To slow the spread of the novel coronavirus and keep people safe, many hospitals, including Hackensack University Medical Center, have adjusted its visitation policy, allowing only one to two visitors per patient or no visitors at all. Although Mastrogiacomo understands the need for the policy change, she said it’s still difficult to see her patients FaceTime their loved ones, as they try to make medical decisions over the phone.
“I can hear the anxiety in their voices, and sometimes I really am at a loss of what to say to make them feel better,” Mastrogiacomo said. “Sometimes I feel really helpless myself and wish I had answers for them, but we just haven’t completely figured this thing out yet.”
While hospitals become overwhelmed with COVID-19 patients, many nursing students from the College have been working alongside healthcare workers across the state.
Kerri McSweeney, a senior nursing major, joined Newton Medical Center in Sussex as a nursing assistant in June 2019, where she worked once a week on various floors of the hospital and tended to eight to 12 patients a day.
Prior to the pandemic, McSweeney said that before entering a patient’s room, she would wash her hands, wear gloves and a surgical mask, and could look at her patient with a full face. Every time she entered another patient’s room, she would put on a new mask and gloves.
But since March 20, McSweeney has been working almost every day on the hospital’s three units that are designated to treat COVID-19 patients. Now when she enters a patient’s room, she’s dressed head to toe in layers of personal protective equipment, all of which she wears for her entire shift. To further protect healthcare workers, the patients must also wear a mask.
“My legs are sore, my face and ears are sore from the masks, my hands are dry from washing so much, but none of that amounts to the pain and suffering these patients could be in,” McSweeney said.
But even as the virus continues to spread, there are signs of hope.

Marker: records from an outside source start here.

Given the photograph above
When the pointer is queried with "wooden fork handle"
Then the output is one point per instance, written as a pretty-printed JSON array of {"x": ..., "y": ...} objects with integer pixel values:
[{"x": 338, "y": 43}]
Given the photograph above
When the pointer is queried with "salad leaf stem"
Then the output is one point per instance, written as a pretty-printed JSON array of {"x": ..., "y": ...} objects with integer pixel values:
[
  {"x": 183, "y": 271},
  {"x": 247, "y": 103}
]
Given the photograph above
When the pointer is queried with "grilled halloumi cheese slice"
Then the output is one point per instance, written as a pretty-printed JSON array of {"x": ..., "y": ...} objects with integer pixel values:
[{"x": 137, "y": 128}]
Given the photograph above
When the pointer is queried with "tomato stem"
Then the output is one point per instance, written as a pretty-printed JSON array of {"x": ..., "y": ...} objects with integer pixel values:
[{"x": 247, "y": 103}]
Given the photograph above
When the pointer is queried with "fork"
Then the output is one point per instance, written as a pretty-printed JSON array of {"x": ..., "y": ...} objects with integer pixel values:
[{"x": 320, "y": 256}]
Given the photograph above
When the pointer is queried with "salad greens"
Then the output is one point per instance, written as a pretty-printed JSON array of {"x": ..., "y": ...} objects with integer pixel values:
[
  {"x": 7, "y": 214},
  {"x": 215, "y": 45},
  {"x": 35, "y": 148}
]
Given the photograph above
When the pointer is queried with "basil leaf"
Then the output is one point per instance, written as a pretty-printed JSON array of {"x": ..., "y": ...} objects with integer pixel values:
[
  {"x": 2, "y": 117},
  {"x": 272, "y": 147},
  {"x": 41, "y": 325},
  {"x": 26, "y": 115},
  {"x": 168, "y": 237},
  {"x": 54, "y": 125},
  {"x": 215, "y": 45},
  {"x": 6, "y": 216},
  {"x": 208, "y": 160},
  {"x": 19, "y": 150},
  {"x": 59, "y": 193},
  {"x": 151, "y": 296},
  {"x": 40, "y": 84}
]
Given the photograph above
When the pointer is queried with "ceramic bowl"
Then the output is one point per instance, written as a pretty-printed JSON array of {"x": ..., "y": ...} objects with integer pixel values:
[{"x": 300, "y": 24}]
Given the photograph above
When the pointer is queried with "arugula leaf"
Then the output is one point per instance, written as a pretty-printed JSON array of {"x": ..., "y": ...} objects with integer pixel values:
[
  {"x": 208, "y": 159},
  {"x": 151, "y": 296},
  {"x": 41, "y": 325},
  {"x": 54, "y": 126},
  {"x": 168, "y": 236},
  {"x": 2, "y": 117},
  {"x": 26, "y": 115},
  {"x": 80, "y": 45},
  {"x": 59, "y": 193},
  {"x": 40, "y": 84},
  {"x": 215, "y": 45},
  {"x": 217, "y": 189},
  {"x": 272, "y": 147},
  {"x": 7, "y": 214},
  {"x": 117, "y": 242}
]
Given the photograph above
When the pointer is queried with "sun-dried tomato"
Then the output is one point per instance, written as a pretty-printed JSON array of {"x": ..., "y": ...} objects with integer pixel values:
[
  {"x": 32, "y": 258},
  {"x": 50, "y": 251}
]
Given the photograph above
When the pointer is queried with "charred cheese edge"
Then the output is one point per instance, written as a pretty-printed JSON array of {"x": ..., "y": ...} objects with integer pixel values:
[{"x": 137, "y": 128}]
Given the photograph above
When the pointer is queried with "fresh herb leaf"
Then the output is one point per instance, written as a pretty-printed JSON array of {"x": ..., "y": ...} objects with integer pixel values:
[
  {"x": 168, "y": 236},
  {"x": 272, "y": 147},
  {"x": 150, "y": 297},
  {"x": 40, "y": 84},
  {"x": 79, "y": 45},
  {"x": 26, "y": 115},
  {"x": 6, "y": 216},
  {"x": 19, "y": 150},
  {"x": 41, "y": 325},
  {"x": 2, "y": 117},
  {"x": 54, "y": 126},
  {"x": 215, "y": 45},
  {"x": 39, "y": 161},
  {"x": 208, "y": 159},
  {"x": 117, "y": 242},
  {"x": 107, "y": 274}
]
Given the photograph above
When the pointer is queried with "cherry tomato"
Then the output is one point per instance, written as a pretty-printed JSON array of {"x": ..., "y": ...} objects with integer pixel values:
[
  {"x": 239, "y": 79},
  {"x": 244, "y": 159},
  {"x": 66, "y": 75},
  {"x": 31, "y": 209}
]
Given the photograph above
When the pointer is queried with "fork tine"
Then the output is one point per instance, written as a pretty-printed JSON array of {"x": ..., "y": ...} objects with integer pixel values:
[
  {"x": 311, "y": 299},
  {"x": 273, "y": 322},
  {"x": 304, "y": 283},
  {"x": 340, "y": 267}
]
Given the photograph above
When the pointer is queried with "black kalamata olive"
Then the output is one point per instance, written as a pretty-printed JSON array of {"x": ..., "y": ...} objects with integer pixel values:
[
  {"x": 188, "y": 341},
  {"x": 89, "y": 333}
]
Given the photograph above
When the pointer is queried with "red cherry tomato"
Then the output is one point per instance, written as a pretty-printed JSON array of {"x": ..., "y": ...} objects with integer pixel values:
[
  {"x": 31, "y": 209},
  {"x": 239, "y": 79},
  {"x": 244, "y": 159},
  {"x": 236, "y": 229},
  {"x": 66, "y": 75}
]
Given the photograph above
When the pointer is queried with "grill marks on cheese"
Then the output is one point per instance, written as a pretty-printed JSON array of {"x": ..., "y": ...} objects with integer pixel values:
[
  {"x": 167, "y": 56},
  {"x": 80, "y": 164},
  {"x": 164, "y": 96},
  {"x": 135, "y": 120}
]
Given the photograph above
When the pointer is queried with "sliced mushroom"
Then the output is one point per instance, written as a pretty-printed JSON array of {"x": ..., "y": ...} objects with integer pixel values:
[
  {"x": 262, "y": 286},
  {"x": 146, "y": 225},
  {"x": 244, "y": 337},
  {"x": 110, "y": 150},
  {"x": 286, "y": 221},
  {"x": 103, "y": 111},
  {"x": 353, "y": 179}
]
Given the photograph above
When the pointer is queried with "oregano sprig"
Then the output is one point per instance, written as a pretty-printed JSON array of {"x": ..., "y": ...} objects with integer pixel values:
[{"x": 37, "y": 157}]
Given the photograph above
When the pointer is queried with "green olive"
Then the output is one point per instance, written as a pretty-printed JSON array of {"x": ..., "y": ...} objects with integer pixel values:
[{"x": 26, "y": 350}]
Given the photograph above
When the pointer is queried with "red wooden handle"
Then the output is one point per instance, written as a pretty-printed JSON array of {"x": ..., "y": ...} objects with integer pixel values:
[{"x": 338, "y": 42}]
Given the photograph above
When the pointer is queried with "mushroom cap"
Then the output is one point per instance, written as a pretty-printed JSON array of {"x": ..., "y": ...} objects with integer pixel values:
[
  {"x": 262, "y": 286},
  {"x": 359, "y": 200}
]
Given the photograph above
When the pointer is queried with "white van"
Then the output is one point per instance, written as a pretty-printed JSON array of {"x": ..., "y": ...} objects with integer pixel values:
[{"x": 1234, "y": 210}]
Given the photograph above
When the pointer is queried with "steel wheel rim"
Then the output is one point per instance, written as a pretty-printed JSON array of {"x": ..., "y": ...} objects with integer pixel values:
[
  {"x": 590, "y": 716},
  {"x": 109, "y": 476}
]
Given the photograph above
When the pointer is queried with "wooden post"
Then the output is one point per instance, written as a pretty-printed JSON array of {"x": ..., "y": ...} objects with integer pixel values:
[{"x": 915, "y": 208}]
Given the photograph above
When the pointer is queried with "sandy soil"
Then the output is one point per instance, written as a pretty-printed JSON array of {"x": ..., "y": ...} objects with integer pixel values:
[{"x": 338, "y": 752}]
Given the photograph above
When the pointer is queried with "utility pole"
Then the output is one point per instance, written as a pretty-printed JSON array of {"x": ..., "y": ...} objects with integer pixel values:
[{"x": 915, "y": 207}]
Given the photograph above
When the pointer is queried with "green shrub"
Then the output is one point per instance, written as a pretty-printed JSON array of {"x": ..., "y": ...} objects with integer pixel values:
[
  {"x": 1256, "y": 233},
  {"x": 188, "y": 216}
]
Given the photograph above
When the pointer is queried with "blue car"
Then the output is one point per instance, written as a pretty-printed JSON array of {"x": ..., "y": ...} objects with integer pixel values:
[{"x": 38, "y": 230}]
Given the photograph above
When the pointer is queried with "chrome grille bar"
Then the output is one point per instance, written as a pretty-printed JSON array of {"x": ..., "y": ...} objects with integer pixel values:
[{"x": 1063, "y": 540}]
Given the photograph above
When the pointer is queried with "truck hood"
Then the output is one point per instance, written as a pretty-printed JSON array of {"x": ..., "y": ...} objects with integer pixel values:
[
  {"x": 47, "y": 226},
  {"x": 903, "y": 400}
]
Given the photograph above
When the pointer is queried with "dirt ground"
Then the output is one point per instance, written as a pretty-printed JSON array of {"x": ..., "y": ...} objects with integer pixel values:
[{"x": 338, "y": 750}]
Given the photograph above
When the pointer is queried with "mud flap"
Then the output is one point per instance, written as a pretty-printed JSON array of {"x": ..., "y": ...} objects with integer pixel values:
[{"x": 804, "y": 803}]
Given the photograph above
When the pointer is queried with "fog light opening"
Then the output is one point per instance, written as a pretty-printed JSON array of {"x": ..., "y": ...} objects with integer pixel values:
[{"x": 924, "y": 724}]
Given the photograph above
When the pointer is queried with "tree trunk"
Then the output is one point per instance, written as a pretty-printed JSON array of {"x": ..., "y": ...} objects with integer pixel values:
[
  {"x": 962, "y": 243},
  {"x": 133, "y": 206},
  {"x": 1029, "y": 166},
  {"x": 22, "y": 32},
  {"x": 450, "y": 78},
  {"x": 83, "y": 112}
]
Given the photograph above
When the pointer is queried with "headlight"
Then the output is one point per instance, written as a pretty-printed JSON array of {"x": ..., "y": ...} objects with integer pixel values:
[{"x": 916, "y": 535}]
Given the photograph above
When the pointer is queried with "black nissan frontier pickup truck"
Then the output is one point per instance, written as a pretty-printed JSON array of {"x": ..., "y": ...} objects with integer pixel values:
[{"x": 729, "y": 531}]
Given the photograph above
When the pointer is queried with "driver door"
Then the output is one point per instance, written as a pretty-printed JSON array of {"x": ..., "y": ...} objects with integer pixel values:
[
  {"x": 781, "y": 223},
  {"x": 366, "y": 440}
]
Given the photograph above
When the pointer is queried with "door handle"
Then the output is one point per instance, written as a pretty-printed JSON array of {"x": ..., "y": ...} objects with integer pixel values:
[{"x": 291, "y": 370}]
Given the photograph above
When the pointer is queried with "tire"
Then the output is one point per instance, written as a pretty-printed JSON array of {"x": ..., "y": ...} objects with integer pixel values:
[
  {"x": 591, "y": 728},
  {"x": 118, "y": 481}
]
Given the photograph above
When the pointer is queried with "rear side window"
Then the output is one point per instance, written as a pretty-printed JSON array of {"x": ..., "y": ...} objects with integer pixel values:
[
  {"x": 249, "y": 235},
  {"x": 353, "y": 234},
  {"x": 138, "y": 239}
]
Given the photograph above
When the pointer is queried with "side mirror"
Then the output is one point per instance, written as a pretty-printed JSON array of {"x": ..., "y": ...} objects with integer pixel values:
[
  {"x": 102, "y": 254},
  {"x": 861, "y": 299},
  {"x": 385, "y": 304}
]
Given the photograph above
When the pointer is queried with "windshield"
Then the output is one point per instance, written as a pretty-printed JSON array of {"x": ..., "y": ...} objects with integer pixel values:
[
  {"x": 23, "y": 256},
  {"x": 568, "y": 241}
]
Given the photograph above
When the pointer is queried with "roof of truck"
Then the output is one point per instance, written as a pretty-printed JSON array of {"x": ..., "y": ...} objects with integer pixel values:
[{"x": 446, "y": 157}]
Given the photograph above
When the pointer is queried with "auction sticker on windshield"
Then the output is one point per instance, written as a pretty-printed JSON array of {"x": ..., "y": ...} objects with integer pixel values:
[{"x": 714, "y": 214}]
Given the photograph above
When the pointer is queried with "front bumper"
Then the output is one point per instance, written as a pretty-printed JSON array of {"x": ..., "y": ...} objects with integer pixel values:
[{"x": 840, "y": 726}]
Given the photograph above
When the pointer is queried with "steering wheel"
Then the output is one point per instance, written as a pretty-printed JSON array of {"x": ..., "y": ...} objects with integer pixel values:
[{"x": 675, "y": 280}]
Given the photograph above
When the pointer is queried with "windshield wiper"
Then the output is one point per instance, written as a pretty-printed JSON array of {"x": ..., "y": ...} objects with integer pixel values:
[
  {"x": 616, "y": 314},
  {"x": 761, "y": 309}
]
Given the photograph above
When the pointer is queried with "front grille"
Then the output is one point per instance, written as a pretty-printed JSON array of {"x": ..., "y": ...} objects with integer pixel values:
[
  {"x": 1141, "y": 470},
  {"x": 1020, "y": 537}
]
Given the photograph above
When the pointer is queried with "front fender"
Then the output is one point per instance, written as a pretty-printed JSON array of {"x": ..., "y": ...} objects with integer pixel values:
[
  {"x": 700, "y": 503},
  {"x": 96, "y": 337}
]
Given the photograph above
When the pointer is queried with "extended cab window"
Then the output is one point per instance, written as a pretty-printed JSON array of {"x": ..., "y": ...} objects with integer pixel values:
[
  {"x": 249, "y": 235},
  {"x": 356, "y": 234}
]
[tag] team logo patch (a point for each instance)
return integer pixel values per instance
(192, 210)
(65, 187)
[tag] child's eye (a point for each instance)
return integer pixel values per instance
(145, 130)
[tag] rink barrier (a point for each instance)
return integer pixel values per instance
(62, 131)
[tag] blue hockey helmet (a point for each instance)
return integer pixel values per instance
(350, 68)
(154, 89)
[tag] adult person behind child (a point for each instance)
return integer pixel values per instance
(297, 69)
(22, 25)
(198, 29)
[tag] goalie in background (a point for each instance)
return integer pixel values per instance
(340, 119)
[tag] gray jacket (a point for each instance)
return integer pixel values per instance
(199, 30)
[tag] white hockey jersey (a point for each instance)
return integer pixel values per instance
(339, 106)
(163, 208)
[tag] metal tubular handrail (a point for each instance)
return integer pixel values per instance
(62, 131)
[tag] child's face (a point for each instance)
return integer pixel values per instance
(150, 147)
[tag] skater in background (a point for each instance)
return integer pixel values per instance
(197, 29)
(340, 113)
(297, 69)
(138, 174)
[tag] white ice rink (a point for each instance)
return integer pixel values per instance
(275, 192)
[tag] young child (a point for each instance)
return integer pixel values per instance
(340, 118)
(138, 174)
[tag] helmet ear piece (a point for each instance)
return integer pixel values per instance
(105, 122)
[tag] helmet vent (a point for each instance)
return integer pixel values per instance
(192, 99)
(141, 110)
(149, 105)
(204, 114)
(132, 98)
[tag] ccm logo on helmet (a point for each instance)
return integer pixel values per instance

On April 30, the number of hospitalizations related to COVID-19 in New Jersey fell below 6,000, which is the first time that has happened since state officials started to track the data in early April, according to NJ.com.
Although the state has not yet released the number of New Jersey residents who have recovered from coronavirus, hundreds of patients have been discharged from hospitals each day, including Foglia’s 40-year-old patient, who, after 28 days in critical condition, made a full recovery.
“While the challenges of battling this virus seem endless, my determination has grown even stronger. I feel a greater sense of purpose knowing I have a lot of people relying on me,” Foglia said. “Although I am not working alongside my usual team, I’ve been inspired by all the healthcare workers I’ve met who are continuing to rise to the occasion.”
All across the country, many people have shown their appreciation of healthcare workers by donating food to hospitals, standing outside to clap or putting up signs that read “Thank you for keeping us safe.”
“Some days, we come home and just cry because that day was rough,” McSweeney said. “But seeing the support from the community is truly breathtaking.”
Mosser said that while there’s nothing that could have prepared anyone for working during a pandemic, the College’s nursing program gave her and her classmates much more than critical thinking, advocacy and teamwork skills — it gave them a supportive group of friends and colleagues.
“While we often feel overwhelmed, frustrated and scared during this time, I have also never felt a stronger bond between all people I work with,” Foglia said. “We are in this together and are all leaning on each other to get through this.”